Il capitale disumano
Il capitale disumano
di TOMMASO CERNO
Come i due cavalli di Platone, le democrazie sono un carretto, ormai, tirato in direzioni diverse. Ed è da questo tiramolla che deriva quel senso di instabilità che sta entrando ogni giorno di più nella nostra vita. Il cavallo bianco è il Pil, che tira verso l’alto. Quello nero è il debito che invece punta dritto verso la Terra, là dove lo schianto sarebbe mortale. Per raddrizzare il convoglio, che nel secolo scorso prometteva ricchezza e progresso, crescita sociale e benessere, mentre oggi somiglia tanto a una stanza chiusa senza finestre dove l’aria per le famiglie italiane si fa sempre più pesante e rarefatta, serve che ogni decisione politica porti a qualcosa di pratico, prodotto, materia che diventa progetto e poi realtà, producendo lavoro e soldi che girano dentro l’economia reale.
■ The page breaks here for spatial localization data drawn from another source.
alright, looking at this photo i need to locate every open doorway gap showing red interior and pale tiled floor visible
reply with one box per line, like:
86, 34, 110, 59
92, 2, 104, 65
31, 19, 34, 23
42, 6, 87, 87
Si chiama Pil, appunto, il risultato di questa che in tempi normali sarebbe la regola maestra di ogni Stato liberale basato sul lavoro, sul reddito e sulla sua redistribuzione nella società del capitale attraverso meccanismi di compensazioni e welfare che si reggono sulle tasse e sulle pensioni. Facendo di noi un capitale non più umano, anzi disumano. Scusate se mi sono dilungato su questo passaggio, ma è necessario. Perché ciò che dovrebbe essere normale è invece ormai un caso eccezionale. I governi, non solo quello italiano, sono costretti, oggi che sarebbe necessario produrre e produrre e ancora produrre, a costruire manovre a debito. Chiedendo all’Europa il permesso. E dando avena al cavallo nero che, zitto zitto, punta verso la terra.
Il problema è che questa non è una scelta ma una necessità, legata al fatto che l’ente regolatore dei trattati economici, coloro che devono certificare che le nostre finanze rispettino le regole, sono gli stessi che hanno generato le condizioni di vita estreme per l’economia reale in cui imprenditori, lavoratori e governo si trovano ad agire. Sono gli stessi, coloro che chiedono di rientrare con il debito, che alzano i tassi rendendolo più elevato. Sono gli stessi coloro che certificano i nostri sforzi, quelli che chiedono sforzi non previsti e che classificano come emergenza planetaria qualunque cosa vogliano, facendola sempre gravitare come costo nelle tasche di quei cittadini che dovrebbero poi sostenere lo sviluppo.
Il problema è che ci hanno fatto credere per anni che l’apparente labirinto senza uscita in cui sembriamo improvvisamente caduti ce lo fossimo creati noi con i nostri comportamenti. E invece oggi ci rendiamo conto che siamo alla vigilia di fenomeni che coinvolgeranno milioni di persone e che sono ormai già in atto, che dimostrano come dietro quelle scelte ci sia una regia. Una regia che sta costruendo un diverso equilibrio fra ricchi e poveri, che sta cambiando di fattole regole del capitalismo senza avere coinvolto in questa decisione né la politica, che la subisce, né tanto meno i cittadini che si sono fidati delle proprie istituzioni internazionali.
E così in Italia si parla di transizione energetica come un imperativo categorico per una società sviluppata ma non si dice una parola sul prezzo sociale che comporterà. Un prezzo che muterà non solo le condizioni economiche della classe media, già in ginocchio, ma come mostra l’inchiesta di Alessio Gallicola su cui oggi apriamo L’identità, cambierà per sempre il rapporto fra gli italiani, la proprietà e il credito. Dopo secoli di storia. Che diventeranno un ricordo lontano. Forse per i nostri figli poco più che una leggenda.